In July 1970, I had been in-country less than two weeks when I was dropped on a combat assault less than one kilometer from Firebase Ripchord, between Ripchord and Camp Evens, 101st Headquarters. That day Ripchord was overrun in broad daylight. We lost somewhere around 167 men, 16 helicopters and abandoned all the artillery. We were rocketed at Camp Evans, and the mess hall caught a 122mm rocket dead center. The corrugaged tin roof looked like someone had taken a high powered BB gun and sprayed it. B-52's were called in from Guam. When we returned to Ripchord a few months later, we had to remap the terrain. The mountain Ripchord had sat on was gone.*
In November 1970, I sat in the dead-mans hole between two bunkers at Phu Bai, at 3:00AM. The fog was so thick I couldn't hold my hand out and see it. I was by myself. An M-16 opened up to my right. I was on bunker 9. It got quiet. I heard the com-lines ringing on the bunkers down to my left. One of the men on bunker 9 came up the trench and told me bunker 12 had called the CP and reported a nine-foot Bengal Tiger had come over the wire and was maybe wounded. I spent the most terrifying two hours of my life, alone in the dead-man's position between bunkers 9 and 10, knowing if that tiger came up the trench line my M-16 wouldn't kill it fast enough to save me. The paw prints we found that morning were the size of dinner plates.

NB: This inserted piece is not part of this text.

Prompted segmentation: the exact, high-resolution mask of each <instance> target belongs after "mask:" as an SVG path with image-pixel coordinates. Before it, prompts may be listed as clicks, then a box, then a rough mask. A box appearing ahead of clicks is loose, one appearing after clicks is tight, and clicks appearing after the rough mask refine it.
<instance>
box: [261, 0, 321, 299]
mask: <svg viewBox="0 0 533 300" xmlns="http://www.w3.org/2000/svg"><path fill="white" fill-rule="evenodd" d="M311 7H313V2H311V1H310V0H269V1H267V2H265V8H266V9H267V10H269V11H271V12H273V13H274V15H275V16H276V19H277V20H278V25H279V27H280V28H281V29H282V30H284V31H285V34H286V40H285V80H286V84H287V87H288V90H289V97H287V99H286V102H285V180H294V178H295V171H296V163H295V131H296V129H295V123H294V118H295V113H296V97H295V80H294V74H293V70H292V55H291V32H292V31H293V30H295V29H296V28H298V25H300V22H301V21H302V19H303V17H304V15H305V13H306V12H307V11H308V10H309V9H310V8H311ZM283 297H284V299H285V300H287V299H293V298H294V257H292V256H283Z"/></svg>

So if I want to bitch about conservative judges who don't seem to think an innocent man's papers are worth their time to read, or a justice system that just wants to look like it is doing its job, I have earned the right to do that.
Until next time this is Jim Love reporting From The Front Line.
*Casualty figures for the July 23rd, 1970 retreat from Firebase Ripchord reported in history books show 61 members of the 101st Airborne killed, and 345 wounded during a three week attack against Firebase Ripchord. The above information was what I was told by other men and officers after our combat assault. I was not personally at Ripchord. We did capture three suspected NVA scouts on our sweep. What I was told was that a full battalion of NVA regulars launched an attack the morning of July 23rd, 1970, and overran the firebase around noon. Whether the history books are correct, or what I heard from first-hand accounts, I don't know.